そして鉄分アクション分おっさん分も多め。ラスト直前の展開には作中キャラ同様に衝撃を受けましたし、どん底から這い上がる人間の力強さもあって男の子的な浪漫に満ち溢れた読み応えのある作品になってます。

それに加え皇国では不足気味だった女の子分も追加されているのですが、これがまたチョイブサカッコ可愛いという今までに出会ったことが無いタイプでして、不思議な魅力があります。

マンガの世界では明確なブサイクキャラとして描かれない限りは大体可愛くなっちゃうので、たまに容姿について悩むみたいなエピソードが出てきても「はぁ?何言ってんの?」てなことも多いわけですが、伊藤先生はその辺の書き分けが上手いというか、いい意味で生々しいですよね。
作中で「美人」と称されるキャラは本当にほかのキャラと一線を画す美人として描かれますし、今回の西部軌道のヒロインの一人「しおちゃん」こと今川潮里なんかも設定にあった容姿をしていると思います。
しおちゃんは西武線の荒事(それも接近戦)担当でもあるし、何もかもをなくした西部で生まれ育った子なので(作中にはそのことは描かれてないけど、あの舞台設定からすると十中八九間違いはないかと)、やはり美少女じゃだめだと思うんですよ。

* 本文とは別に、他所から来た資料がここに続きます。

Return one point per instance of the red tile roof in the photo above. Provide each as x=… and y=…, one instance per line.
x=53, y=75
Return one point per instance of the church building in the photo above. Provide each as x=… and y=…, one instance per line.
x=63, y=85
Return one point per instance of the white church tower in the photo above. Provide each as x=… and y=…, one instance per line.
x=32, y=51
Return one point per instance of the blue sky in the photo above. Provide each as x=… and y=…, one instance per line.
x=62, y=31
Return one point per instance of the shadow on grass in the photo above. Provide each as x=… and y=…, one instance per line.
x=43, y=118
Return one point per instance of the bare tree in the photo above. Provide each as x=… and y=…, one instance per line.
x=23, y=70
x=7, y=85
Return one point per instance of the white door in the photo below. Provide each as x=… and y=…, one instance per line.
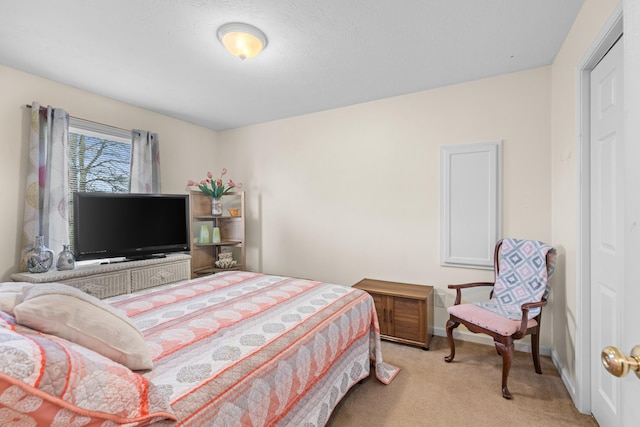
x=607, y=230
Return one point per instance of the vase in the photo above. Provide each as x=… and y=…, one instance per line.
x=215, y=238
x=66, y=260
x=216, y=207
x=39, y=258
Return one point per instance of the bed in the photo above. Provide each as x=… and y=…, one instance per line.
x=235, y=348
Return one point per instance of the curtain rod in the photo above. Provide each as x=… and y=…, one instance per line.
x=90, y=121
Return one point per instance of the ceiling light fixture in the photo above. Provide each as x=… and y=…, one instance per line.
x=242, y=40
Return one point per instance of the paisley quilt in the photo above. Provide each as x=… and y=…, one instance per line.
x=246, y=349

とはいえ読者に愛される造形である必要もあるわけで、その点において絶妙な顔立ちなんじゃないかと。
わかりやすい美少女ではない代わりに、といっては何ですが「恋する乙女」補正で内面の可愛らしさが前面に出ているので、「しおちゃん可愛いよしおちゃん」となるには十分ですしね。

てなわけでSBRが無い絶望を補うには十分な作品だったわけですが、なにやら連載化するっぽい情報も。
読みきりとして相当の完成度を誇っているので、正直すでに満たされてしまった感じはありますが、設定的にはいくらでも展開できるだけの懐の深さを持ち合わせているので、連載化を素直にwktkしたいと思います。